Alternative Payment Models

ACR is also asking CMS to institute changes that will better allow providers in small practices to participate in alternative payment models (APMs). APMs allow rheumatology practices to comply with the Medicare Access and CHIP Reauthorization Act of 2015 without being subject to the merit-based incentive payment system. However, according to ACR, the financial risk and patient thresholds associated with APMs are too high to allow many practices to participate.

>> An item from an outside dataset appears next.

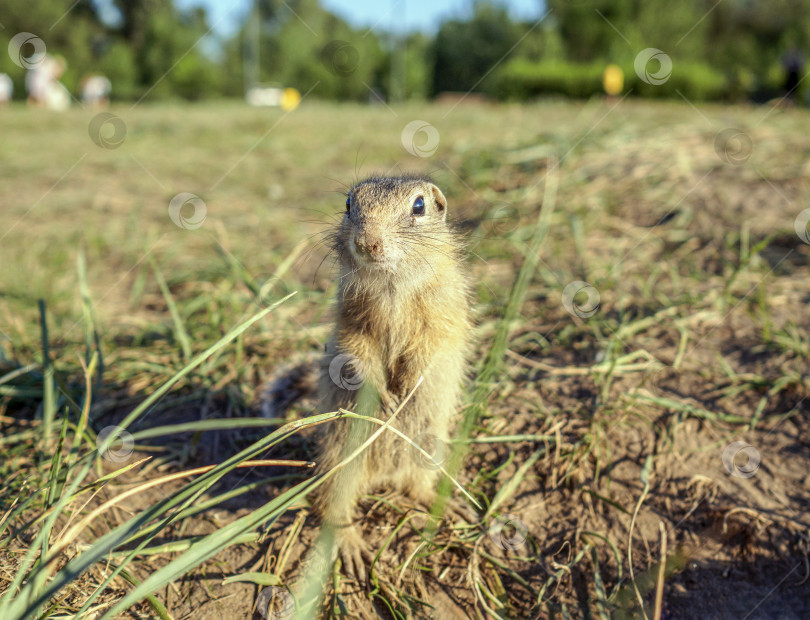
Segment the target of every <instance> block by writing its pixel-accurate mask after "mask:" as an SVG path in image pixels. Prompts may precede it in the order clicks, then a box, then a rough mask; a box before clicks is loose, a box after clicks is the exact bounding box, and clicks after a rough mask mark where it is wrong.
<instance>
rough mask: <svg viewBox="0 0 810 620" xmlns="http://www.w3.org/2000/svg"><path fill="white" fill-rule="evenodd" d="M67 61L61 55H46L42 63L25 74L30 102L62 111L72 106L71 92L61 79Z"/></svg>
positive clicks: (64, 71) (48, 107) (36, 65)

In comment letter to CMS, ACR’s president, David I. Daikh, MD, PhD, said, “We strongly suggest to CMS a proposal to lower the threshold for requirements to make 'qualifying participant' in an advanced APMs more achievable for smaller practices. We propose CMS lower the patient count threshold from 20% to 10%, lower the payment threshold from 25% to 15%, and consider delaying or softening the planned year-over-year increases in these thresholds.”

ACR is currently developing its own APM, which it unveiled this month at the organization’s annual meeting in San Diego, California, specific to the treatment of rheumatoid arthritis.